Na história, Beca (Anna Kendrick) é uma garota indisposta com relação à tudo que se refere à ter seu futuro desenhado por outras pessoas. A aspirante à DJ frequenta a universidade por pressão de seu pai. No outro lado do campus, a equipe feminina de acapella tenta quebrar a hegemonia da equipe masculina na competição. Após um fracasso escatológico durante a final da última competição associado não à incompetência, mas sim devido à pressão em serem bonitas talentosas e multifuncionais, a equipe se desfaz e junto com ela o sonho das Bellas de Barden de mostrar que são capazes. Tal pressão faz com que a equipe frequentemente evite se expor ou ousar em suas apresentações, de modo à ser aquilo que esperam delas. Qualquer semelhança com as dificuldades enfrentadas pelas mulheres em seus dia-a-dia não é mera coincidência.

Na tentativa de revitalizar a equipe, os moldes desta se alteram. Das meninas de corpos perfeitos e voz de princesa da Disney, dá-se lugar à personagens desajustadas, como a própria Beca e àquela que rouba a cena em cada um de seus segundos em tela: Amy Gorda( Rebel Wilson). Assim ela se anuncia, de forma assertiva ao demonstrar que tem consciência daquilo que dizem dela pelas costas, mas que nem por isso iria esconder-se dentro de si, usando a intenção jocosa daqueles que olham torta para sua aparência como uma ferramenta de autoafirmação.
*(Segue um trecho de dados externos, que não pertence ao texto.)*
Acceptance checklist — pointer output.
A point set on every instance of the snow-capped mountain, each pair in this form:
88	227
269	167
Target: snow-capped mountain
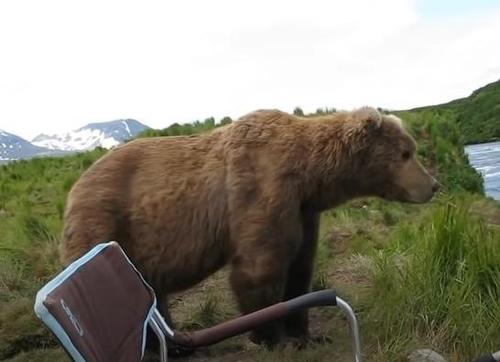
105	134
13	148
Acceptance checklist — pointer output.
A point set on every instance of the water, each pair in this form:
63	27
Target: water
485	158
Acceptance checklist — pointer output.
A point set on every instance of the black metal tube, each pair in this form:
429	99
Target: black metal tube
248	322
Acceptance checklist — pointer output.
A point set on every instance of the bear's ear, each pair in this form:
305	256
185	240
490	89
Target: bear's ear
367	118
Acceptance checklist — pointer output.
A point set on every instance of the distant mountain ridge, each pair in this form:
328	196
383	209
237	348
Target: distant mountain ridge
478	115
14	148
105	134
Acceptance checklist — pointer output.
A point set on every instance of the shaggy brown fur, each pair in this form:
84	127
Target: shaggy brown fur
248	194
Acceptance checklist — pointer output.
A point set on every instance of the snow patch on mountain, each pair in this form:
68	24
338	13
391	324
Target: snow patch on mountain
105	134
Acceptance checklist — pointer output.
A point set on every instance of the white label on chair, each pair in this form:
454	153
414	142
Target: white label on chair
72	318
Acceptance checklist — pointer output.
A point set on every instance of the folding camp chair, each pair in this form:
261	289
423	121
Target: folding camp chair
99	308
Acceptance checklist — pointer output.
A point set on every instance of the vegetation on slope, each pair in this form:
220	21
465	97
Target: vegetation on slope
477	115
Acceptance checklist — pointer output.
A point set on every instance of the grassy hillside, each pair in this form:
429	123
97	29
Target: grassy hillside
418	275
478	115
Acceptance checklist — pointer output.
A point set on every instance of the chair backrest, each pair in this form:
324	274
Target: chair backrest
99	306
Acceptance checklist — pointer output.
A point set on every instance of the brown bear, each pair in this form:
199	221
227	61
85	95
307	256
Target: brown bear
248	194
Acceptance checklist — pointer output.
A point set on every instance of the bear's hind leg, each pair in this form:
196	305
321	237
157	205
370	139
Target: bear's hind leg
258	281
300	274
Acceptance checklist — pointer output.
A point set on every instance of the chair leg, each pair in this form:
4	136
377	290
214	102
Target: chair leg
161	337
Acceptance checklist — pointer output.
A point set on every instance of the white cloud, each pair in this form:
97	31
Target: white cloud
67	63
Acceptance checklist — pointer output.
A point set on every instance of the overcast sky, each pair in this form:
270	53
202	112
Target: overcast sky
65	63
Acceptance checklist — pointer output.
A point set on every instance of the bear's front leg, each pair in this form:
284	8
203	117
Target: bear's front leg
258	281
300	275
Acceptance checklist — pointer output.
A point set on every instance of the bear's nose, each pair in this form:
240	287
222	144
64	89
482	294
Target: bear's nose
435	187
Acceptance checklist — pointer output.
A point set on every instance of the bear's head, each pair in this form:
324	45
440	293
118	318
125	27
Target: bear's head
386	163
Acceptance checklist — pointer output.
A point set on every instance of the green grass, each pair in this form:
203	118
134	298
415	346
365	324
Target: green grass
438	282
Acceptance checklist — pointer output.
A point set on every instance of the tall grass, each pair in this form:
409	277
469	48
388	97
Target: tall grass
438	282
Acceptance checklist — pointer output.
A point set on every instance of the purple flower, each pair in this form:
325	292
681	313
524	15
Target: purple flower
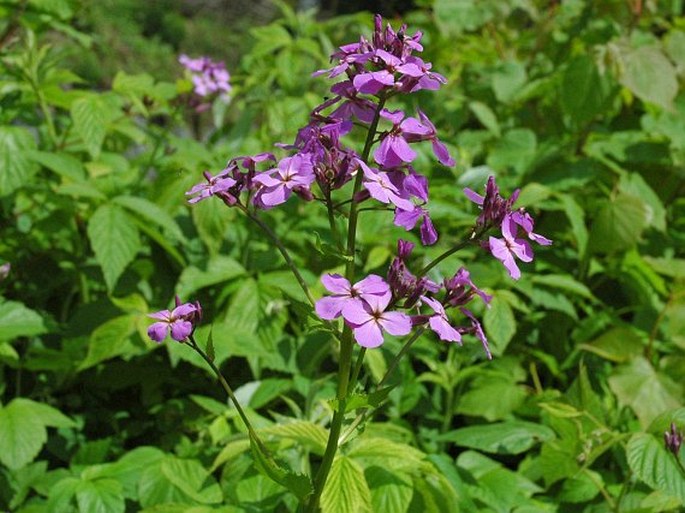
5	270
381	188
430	134
291	174
509	246
331	307
525	221
439	322
394	148
477	330
460	289
494	206
673	439
180	322
368	319
219	185
207	76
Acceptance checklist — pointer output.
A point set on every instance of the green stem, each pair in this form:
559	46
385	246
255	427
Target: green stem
474	236
346	342
283	250
227	388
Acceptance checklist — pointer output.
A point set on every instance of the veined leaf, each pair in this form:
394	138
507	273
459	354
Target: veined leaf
115	240
346	490
655	466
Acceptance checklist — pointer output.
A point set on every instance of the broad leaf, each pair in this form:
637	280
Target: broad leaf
346	490
651	463
18	321
510	437
115	240
16	167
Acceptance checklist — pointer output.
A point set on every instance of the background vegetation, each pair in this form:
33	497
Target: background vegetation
580	103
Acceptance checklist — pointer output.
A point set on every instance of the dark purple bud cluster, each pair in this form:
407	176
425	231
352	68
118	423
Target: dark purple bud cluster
673	438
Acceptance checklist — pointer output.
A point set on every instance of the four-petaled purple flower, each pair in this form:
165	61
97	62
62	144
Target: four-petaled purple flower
439	322
180	322
331	307
292	173
368	319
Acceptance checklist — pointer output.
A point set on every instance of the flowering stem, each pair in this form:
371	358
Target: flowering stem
473	237
346	342
227	388
282	249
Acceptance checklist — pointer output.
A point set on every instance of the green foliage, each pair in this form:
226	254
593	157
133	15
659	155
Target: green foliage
580	104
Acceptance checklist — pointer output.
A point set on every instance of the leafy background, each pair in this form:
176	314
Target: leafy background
579	103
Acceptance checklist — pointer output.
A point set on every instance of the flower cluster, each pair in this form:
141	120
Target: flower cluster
373	71
179	322
369	73
208	77
497	212
364	306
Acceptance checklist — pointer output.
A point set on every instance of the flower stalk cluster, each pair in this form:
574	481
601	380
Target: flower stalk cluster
321	169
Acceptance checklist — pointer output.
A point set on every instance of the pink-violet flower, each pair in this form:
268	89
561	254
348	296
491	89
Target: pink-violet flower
368	320
179	322
331	307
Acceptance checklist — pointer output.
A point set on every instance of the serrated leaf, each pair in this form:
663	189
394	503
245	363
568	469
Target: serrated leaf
650	76
115	240
100	496
390	491
152	213
346	490
486	116
304	432
509	437
90	117
109	340
22	434
499	324
646	391
18	321
651	463
63	164
299	484
16	165
618	345
619	224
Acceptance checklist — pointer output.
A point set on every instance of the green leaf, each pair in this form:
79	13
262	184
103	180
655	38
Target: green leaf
509	437
114	238
100	496
646	391
584	92
111	339
634	184
618	345
65	165
299	484
151	212
651	463
302	431
390	491
499	324
650	76
16	166
18	321
516	149
346	490
576	216
90	117
486	116
22	434
619	224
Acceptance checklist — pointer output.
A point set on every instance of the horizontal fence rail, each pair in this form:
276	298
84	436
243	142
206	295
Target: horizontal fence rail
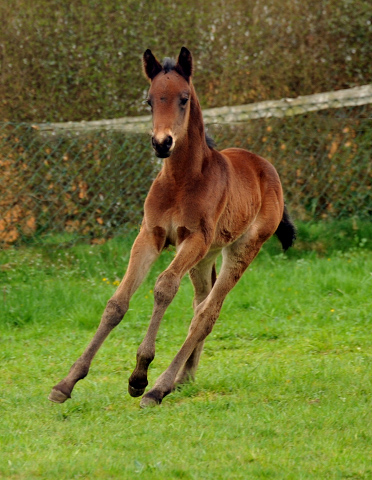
286	107
68	182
Ela é gorda, não se importa e sabe disso. Sabe também que é muito mais do que seu "design" aponta. Aliado à isso, Rabel Wilson tem a capacidade de transmitir uma agressividade ingênua em seu olhar e fala, fazendo de suas piadas que poderiam facilmente serem consideradas como de gosto duvidoso uma forma de exaltar-se, mas sem necessariamente rebaixar alguém.
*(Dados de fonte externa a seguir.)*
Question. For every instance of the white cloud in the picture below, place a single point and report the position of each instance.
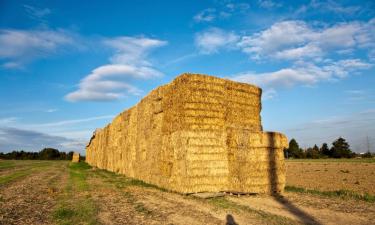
(303, 74)
(51, 110)
(353, 127)
(269, 94)
(8, 120)
(110, 82)
(68, 122)
(206, 15)
(223, 11)
(22, 139)
(291, 40)
(37, 12)
(268, 4)
(333, 6)
(213, 39)
(18, 47)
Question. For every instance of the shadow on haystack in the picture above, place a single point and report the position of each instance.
(288, 205)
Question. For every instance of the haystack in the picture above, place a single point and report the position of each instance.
(197, 134)
(75, 157)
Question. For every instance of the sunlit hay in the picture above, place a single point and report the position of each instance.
(197, 134)
(75, 157)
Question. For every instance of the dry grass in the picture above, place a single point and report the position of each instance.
(331, 176)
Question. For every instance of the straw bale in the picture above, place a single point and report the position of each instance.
(197, 134)
(75, 157)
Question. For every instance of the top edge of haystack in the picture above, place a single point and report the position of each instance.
(214, 79)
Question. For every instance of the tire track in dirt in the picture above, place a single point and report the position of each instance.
(31, 199)
(303, 207)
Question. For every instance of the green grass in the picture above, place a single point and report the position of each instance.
(75, 205)
(26, 170)
(13, 176)
(355, 160)
(224, 203)
(121, 182)
(6, 164)
(345, 194)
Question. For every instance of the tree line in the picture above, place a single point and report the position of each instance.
(340, 149)
(44, 154)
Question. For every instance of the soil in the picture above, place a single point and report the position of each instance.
(332, 176)
(32, 199)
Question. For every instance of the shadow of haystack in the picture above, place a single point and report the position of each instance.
(287, 204)
(230, 220)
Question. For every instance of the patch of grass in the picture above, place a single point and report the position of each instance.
(224, 203)
(14, 176)
(5, 164)
(355, 160)
(75, 205)
(63, 213)
(346, 194)
(121, 181)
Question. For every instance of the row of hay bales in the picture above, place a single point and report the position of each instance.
(197, 134)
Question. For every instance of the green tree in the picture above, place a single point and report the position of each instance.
(341, 149)
(313, 153)
(49, 154)
(294, 150)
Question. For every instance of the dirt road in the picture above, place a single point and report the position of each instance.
(65, 193)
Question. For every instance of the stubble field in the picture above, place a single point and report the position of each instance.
(60, 192)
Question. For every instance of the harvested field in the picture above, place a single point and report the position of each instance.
(332, 175)
(61, 192)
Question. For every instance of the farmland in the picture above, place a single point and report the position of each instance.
(60, 192)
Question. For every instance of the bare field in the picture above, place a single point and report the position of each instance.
(332, 175)
(60, 192)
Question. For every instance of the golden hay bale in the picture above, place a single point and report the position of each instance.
(75, 157)
(197, 134)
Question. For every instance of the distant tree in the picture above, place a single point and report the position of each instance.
(70, 155)
(294, 150)
(49, 154)
(367, 155)
(44, 154)
(313, 153)
(325, 151)
(341, 149)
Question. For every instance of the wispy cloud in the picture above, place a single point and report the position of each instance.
(305, 41)
(353, 127)
(8, 120)
(223, 10)
(19, 47)
(110, 81)
(328, 6)
(37, 13)
(69, 122)
(206, 15)
(52, 110)
(269, 4)
(213, 39)
(303, 74)
(21, 139)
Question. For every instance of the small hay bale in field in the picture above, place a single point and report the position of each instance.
(196, 134)
(75, 157)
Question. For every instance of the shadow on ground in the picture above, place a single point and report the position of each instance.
(288, 205)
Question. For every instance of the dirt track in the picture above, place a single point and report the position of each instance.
(57, 193)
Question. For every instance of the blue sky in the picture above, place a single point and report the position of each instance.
(68, 67)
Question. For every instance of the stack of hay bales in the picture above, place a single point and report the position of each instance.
(197, 134)
(75, 157)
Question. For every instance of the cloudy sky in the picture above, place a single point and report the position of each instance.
(67, 68)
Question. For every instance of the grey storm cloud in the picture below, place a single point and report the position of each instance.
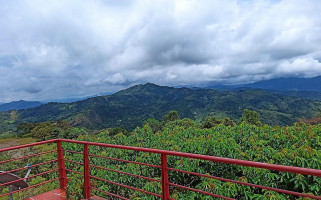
(60, 49)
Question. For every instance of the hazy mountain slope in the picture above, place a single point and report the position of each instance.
(16, 105)
(289, 84)
(130, 107)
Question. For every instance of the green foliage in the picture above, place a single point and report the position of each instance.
(212, 121)
(298, 145)
(251, 117)
(154, 124)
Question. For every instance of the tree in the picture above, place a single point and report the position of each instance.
(170, 116)
(154, 124)
(251, 117)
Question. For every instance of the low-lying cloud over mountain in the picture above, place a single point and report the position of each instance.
(60, 49)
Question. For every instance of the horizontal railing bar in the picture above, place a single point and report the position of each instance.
(247, 184)
(40, 174)
(129, 174)
(22, 168)
(127, 161)
(29, 187)
(24, 157)
(110, 194)
(70, 151)
(79, 163)
(126, 186)
(28, 145)
(200, 191)
(298, 170)
(69, 170)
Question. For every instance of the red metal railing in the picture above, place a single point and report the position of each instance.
(88, 188)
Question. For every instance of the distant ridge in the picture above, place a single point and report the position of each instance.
(17, 105)
(129, 108)
(289, 84)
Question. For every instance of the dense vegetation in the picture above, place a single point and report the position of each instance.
(248, 139)
(130, 107)
(297, 145)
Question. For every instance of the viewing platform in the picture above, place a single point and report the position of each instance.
(91, 191)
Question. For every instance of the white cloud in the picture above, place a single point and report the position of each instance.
(55, 49)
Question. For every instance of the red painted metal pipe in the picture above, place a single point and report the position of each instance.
(165, 186)
(29, 145)
(61, 167)
(298, 170)
(86, 173)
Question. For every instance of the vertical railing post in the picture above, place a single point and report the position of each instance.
(86, 173)
(61, 166)
(165, 185)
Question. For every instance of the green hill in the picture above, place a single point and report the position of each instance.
(130, 107)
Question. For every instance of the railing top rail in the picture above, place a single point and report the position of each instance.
(298, 170)
(28, 145)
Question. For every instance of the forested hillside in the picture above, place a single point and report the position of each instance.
(129, 108)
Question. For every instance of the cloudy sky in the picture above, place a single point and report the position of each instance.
(59, 49)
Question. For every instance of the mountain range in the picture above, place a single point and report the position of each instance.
(130, 107)
(16, 105)
(289, 84)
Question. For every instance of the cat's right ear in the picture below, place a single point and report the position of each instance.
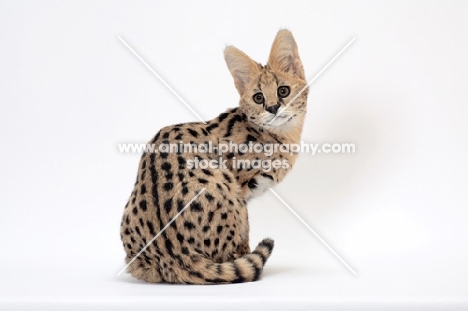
(242, 68)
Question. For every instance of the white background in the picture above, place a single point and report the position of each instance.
(396, 210)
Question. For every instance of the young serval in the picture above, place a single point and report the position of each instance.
(209, 242)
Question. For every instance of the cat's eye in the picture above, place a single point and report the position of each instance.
(258, 98)
(283, 91)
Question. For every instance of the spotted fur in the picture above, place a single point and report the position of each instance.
(209, 242)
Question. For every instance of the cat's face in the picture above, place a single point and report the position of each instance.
(268, 100)
(272, 96)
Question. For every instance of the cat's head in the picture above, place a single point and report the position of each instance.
(274, 91)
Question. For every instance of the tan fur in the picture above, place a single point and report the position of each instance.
(209, 242)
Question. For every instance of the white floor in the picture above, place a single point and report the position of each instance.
(396, 210)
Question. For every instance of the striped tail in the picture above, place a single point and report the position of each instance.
(248, 268)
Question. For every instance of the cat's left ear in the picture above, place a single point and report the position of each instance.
(284, 55)
(243, 69)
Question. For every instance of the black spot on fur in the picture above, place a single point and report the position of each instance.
(150, 227)
(228, 179)
(222, 116)
(207, 172)
(189, 225)
(168, 205)
(252, 183)
(251, 138)
(196, 207)
(166, 166)
(193, 133)
(143, 205)
(168, 186)
(211, 127)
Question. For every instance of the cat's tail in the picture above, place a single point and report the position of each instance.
(247, 268)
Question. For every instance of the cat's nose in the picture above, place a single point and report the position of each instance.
(273, 109)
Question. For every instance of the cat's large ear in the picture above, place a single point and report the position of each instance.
(284, 55)
(242, 67)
Produzido por Elizabeth Banks, que atua como uma das comentaristas do disputado torneio universitário de Acapella, dando o contraste ideal para os comentários misóginos de seu parceiro John (John Michael Higgins) e assim relevando o tom de crítica das piadas que surgem ao longo do filme, deixando claro ser uma obra que tem como objetivo discutir o papel feminino no mundo de forma séria, mas sem deixar de fazer ser uma comédia.
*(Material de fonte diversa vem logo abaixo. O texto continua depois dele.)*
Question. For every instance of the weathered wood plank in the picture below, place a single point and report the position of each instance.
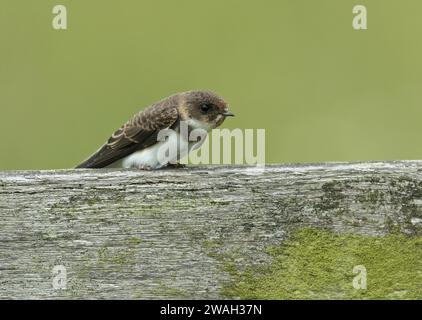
(166, 234)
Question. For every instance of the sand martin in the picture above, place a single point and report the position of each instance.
(138, 143)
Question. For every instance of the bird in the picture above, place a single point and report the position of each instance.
(139, 143)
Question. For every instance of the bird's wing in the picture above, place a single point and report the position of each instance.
(138, 133)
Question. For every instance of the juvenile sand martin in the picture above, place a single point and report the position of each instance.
(137, 143)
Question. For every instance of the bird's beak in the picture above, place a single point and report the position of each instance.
(228, 114)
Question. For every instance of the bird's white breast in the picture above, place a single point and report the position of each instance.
(152, 156)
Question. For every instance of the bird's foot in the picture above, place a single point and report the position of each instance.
(175, 165)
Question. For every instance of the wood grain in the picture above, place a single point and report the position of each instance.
(127, 234)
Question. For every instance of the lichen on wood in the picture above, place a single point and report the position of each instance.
(181, 233)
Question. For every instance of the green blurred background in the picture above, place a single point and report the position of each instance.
(322, 91)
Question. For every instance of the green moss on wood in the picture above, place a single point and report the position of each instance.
(318, 264)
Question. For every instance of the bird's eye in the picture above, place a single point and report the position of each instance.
(205, 108)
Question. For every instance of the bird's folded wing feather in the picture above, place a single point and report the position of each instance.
(138, 133)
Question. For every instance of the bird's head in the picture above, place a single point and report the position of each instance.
(204, 109)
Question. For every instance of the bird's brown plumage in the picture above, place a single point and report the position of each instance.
(138, 133)
(141, 131)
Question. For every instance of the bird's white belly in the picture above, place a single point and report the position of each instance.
(159, 154)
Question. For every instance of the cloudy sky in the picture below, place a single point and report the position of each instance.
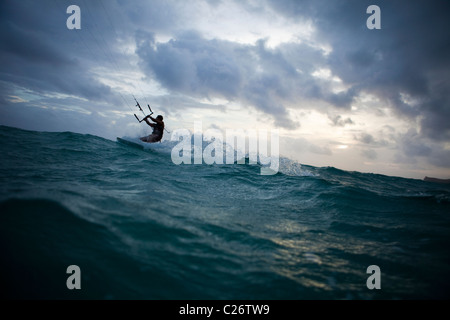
(340, 94)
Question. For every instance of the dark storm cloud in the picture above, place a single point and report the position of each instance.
(269, 79)
(205, 68)
(409, 55)
(339, 121)
(40, 54)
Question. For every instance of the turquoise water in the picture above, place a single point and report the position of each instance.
(140, 227)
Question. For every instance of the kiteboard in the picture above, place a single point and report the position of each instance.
(132, 143)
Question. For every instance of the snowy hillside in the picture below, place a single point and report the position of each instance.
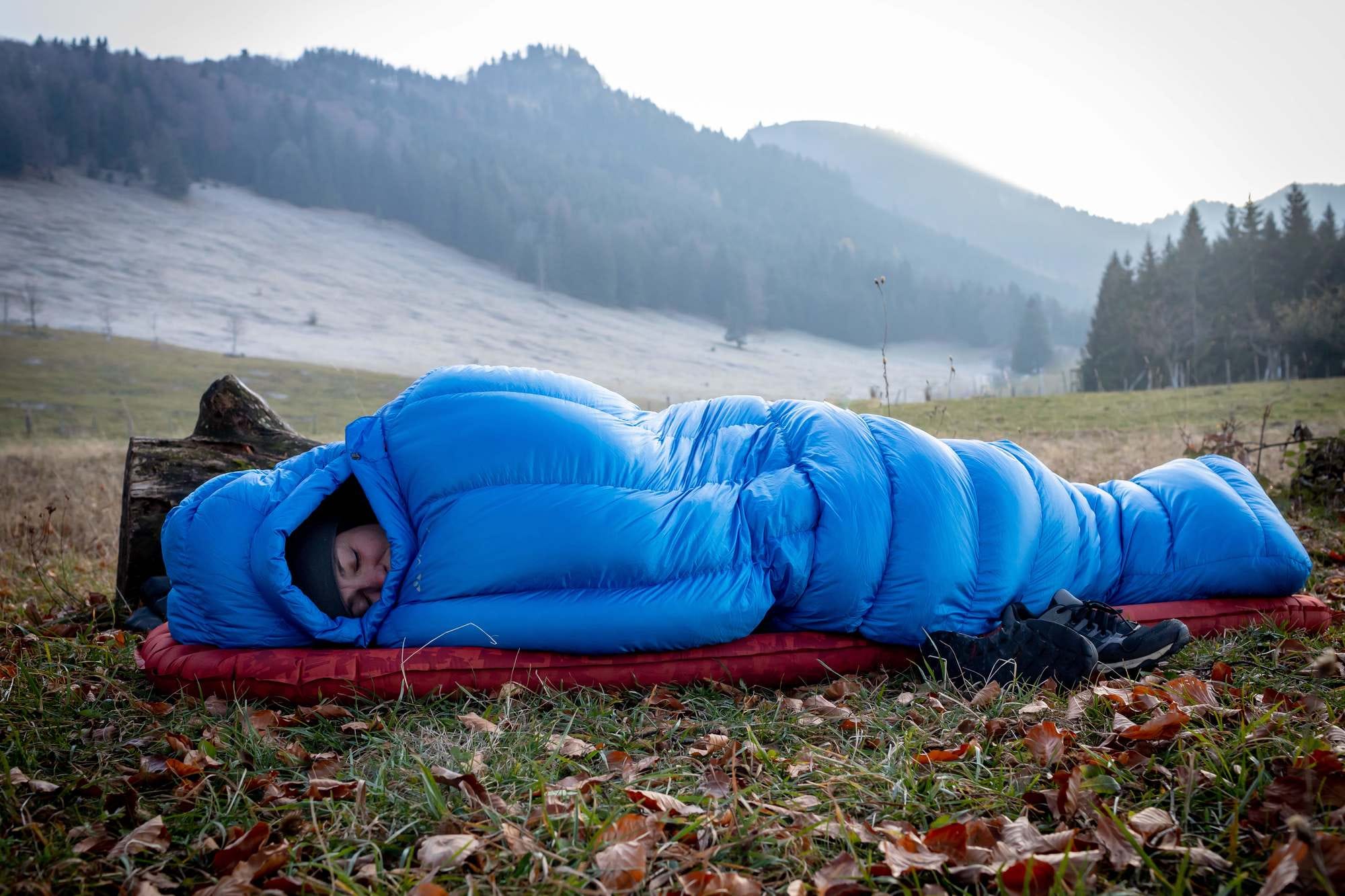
(385, 299)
Se de um lado o humor age como uma forma de debochar do outro sob o verniz de que "É apenas uma piada", o uso deste deboche para ressaltar a contradição ética que é ser machista é um dos grandes acertos de A Escolha Perfeita.

O feminismo protagonizado aqui releva uma abordagem realmente interessante ao evitar o máximo possível ser maniqueísta, e abandona os desejos de competição Masculino vs Feminino em prol de um discurso de abertura de oportunidades e respeito nas relações. Muito diferente dos filmes das décadas de 1990 e 2000, onde a menina feia era incapaz de se mostrar como quem era, usando óculos gigantes e cabelos amarrados apenas à espera de um rei do baile que pudesse mostrar para ela a sua verdadeira beleza mesmo que sua motivação seja apenas vencer a aposta de levar a desajeitada da escola para o baile. Esse template foi reproduzido em diversas ditas comédias românticas sem se dar conta de sua atmosfera machista, onde a mulher só poderia revelar-se ao mundo sob o papel de fêmea, limitando-se à ser uma costela do homem e vencer por sua beleza e fragilidade. Inclusive, tal coisa surge como piada entre Beca e seu interesse amoroso, Jesse (Skylar Astin) relevando a consciência do filme de que o romance não precisa ser evitado e nem mesmo ser um objetivo, só precisando fazer sentido e ser saudável.

A Escolha Perfeita surge em 2012 como representante feminino dos filmes que relatavam as relações de extrema amizade dos meninos, conhecido como "bromance", enquanto as meninas eram representadas como seres insensíveis às necessidades dos meninos. E assim, com suas músicas pop e o uso de brincadeiras pretensamente destinadas às meninas, como a brincadeira do copo, —Que originou uma das grandes demonstrações da representatividade que este filme alcançou com o clipe Cups— A Escolha Perfeita trata de um momento histórico de extrema importância na cultura pop onde a mulher é a verdadeira protagonista.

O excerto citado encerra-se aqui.